“In the Shadow of Paul Bunyan is a counter-history of the midwest’s favorite lumberjack constructed from a wide assemblage of archival materials, including forgotten cartoons, decaying educational films, rotting theatre snipes, abandoned home movies, obscure historical documents, rarely seen film from the 1939 Bemidji Winter Carnival and original 16mm footage.
In The Shadow of Paul Bunyan tells the story of how the famous lumberjack and his big blue ox became the de-facto protagonists in Minnesota’s creation story. At the same time, it spans the unresolved histories of conquest and conflict that exist in Paul Bunyan’s shadow. This is the hidden part of Paul Bunyan – the stories of the labor strife and indigenous displacement that are hidden within the reassuring myth of the jolly logger. Filmmaker Nik Nerburn criss-crosses both real and imagined the landscapes of this folkloric fugitive, from their humble origins as a joke bandied around lumber camps and their lives as enduring advertising icons all the way to their mythic roadside entombment in fiberglass. In the Shadow of Paul Bunyan is a deeply personal expedition into the hidden corners of the land we call Minnesota.” TRT 38:06. An excerpt can be watched below.

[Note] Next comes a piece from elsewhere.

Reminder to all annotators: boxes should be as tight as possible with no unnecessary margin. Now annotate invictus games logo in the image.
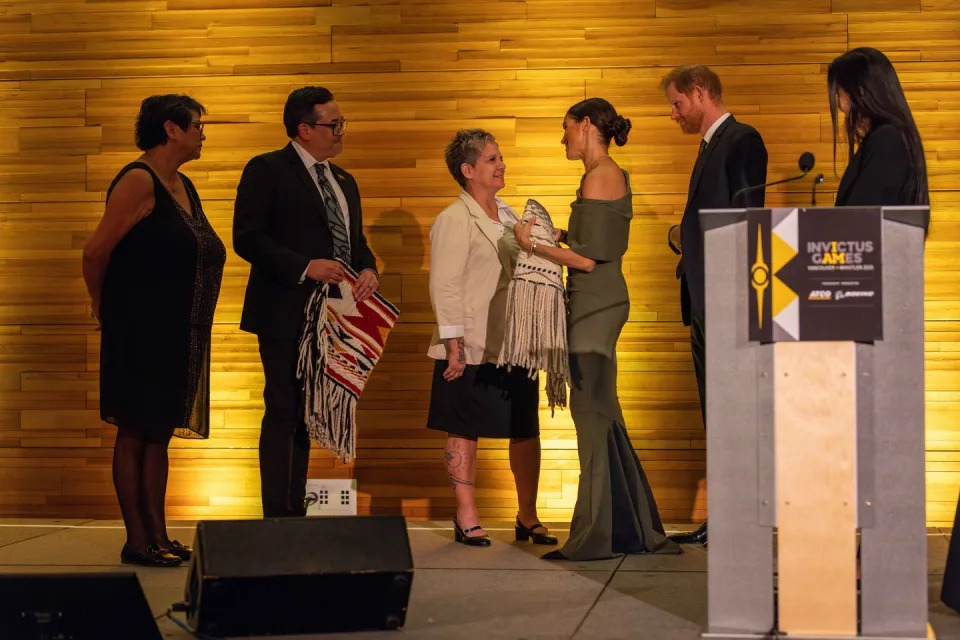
[807,240,873,265]
[750,224,770,329]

With accompanying PAUL BUNYAN ZINE and other EPHEMERA for sale!
Also screening are two of Georg Koszulinski’s Frontier Journals, personal essay videos that explore conceptions of the frontier.
“Frontier Journals 1, Mythologies of the Conquerors (2013), considers animatronic
“Indians” in South Dakota, performances of displaced ancient traditions as
reimagined through colonialist fantasies of indigeneity, and mass pilgrimages to
sacred sights of power and spectacle as tourists flock to Mount Rushmore. TRT 7:00.”
“Frontier Journal 3, Aztec Baldwin Collage (2014), encounters the found footage filmmaker, Craig
Baldwin—an influential media-collage artist who repurposes found images to
challenge the dominant representations of indigenous peoples. TRT 9:00.”
With filmmakers IN PERSON!
About the filmmakers: Nik Nerburn is a research-based storyteller, experimental historian, filmmaker and zine maker who graduated from The Evergreen State College in Olympia, Washington. He currently lives in Atlanta, GA. His work often involves essayistic interventions in archival materials to explore regional histories, focusing on stories that stand at the intersection of power, memory, nostalgia and place.
Georg Koszulinski is an award-winning filmmaker and educator who has directed over twenty-five films, ranging from documentary and narrative features to avant-garde films and videos. The documentary, Cracker Crazy (2007), explores the history of slavery and exploitation in Florida from first European contact to the present day. The film earned numerous festival awards and was nominated for a Notable Video of the Year by the American Library Association. Immokalee U.S.A. (2008) documents the experiences of migrant farm laborers working in the U.S.A. and was widely programmed at film festivals and universities. The Documentary Channel acquired both films in 2009.